How to cook
Peel the potatoes, cut them into pieces and put them in salted water. Boil until ready, strain and mash them to a paste. Add the butter, salt and black pepper to taste, stir until you get a smooth mixture.
Pour the milk in several lots, while stirring nonstop, until smooth (if not needed, don't add all of it) and leave it to cool.
Cut the well washed eggplants into slices, no larger than 1/2″ (1 cm), salt to taste and leave aside while you prepare the filling. Braise the finely chopped onions until softened in 2 tbsp oil, add the mince, cumin and continue frying until the mince turns to bits.
To these, add the finely diced peppers and peeled and grated tomatoes, mixed with 2 pinches sugar. Boil the mixture for the filling on low heat until the juice evaporates, salt it, add black pepper to taste, leave the dish to cool.
Dry the eggplant slices with paper towels and prepare to grill them on a griddle pan, smeared with a little oil. Heat the pan up and arrange the slices to grill, cook on both sides until softened slightly (so they don't fall apart).
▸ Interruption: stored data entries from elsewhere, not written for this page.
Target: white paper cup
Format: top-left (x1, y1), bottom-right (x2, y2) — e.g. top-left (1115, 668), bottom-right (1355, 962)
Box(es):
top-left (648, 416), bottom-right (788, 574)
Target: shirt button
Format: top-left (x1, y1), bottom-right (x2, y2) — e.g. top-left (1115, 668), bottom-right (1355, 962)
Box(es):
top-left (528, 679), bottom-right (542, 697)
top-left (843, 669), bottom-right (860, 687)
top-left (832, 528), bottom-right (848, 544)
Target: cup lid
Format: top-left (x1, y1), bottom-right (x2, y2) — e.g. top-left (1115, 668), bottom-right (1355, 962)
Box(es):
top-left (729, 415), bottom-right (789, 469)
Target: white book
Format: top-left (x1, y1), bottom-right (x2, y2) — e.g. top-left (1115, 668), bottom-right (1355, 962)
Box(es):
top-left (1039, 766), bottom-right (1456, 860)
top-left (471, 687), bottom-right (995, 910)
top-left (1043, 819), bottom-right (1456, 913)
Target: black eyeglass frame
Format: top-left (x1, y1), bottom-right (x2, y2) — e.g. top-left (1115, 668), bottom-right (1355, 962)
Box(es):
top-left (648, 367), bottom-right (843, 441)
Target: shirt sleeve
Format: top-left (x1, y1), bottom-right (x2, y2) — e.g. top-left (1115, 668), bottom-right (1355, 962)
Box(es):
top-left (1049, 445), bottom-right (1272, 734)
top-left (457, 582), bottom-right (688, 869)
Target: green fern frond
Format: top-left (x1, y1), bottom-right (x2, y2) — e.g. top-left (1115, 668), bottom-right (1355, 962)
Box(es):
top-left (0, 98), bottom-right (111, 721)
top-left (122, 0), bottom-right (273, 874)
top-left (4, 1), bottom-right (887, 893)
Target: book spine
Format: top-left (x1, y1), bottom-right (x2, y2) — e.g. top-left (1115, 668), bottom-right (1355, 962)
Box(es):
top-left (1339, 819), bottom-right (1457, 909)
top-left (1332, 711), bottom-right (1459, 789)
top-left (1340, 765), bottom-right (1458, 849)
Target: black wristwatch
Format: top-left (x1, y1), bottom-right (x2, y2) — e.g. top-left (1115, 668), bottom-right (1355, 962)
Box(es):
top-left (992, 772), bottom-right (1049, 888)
Arrange the eggplant slices, with some space in between them, in an oven dish smeared with a little oil, put 1 tbsp of the filling onto each eggplant slice. With wet hands, shape small flat pitas from the mashed potatoes and put them on top of the filling - try to make a dome and smooth it out with a wet spoon.
Sprinkle the dish with the grated cheese and paprika evenly. Put the oven dish in a preheated 392°F (200 °C) oven and bake to a light, golden crisp.
Serve the dish warm with your favorite salad!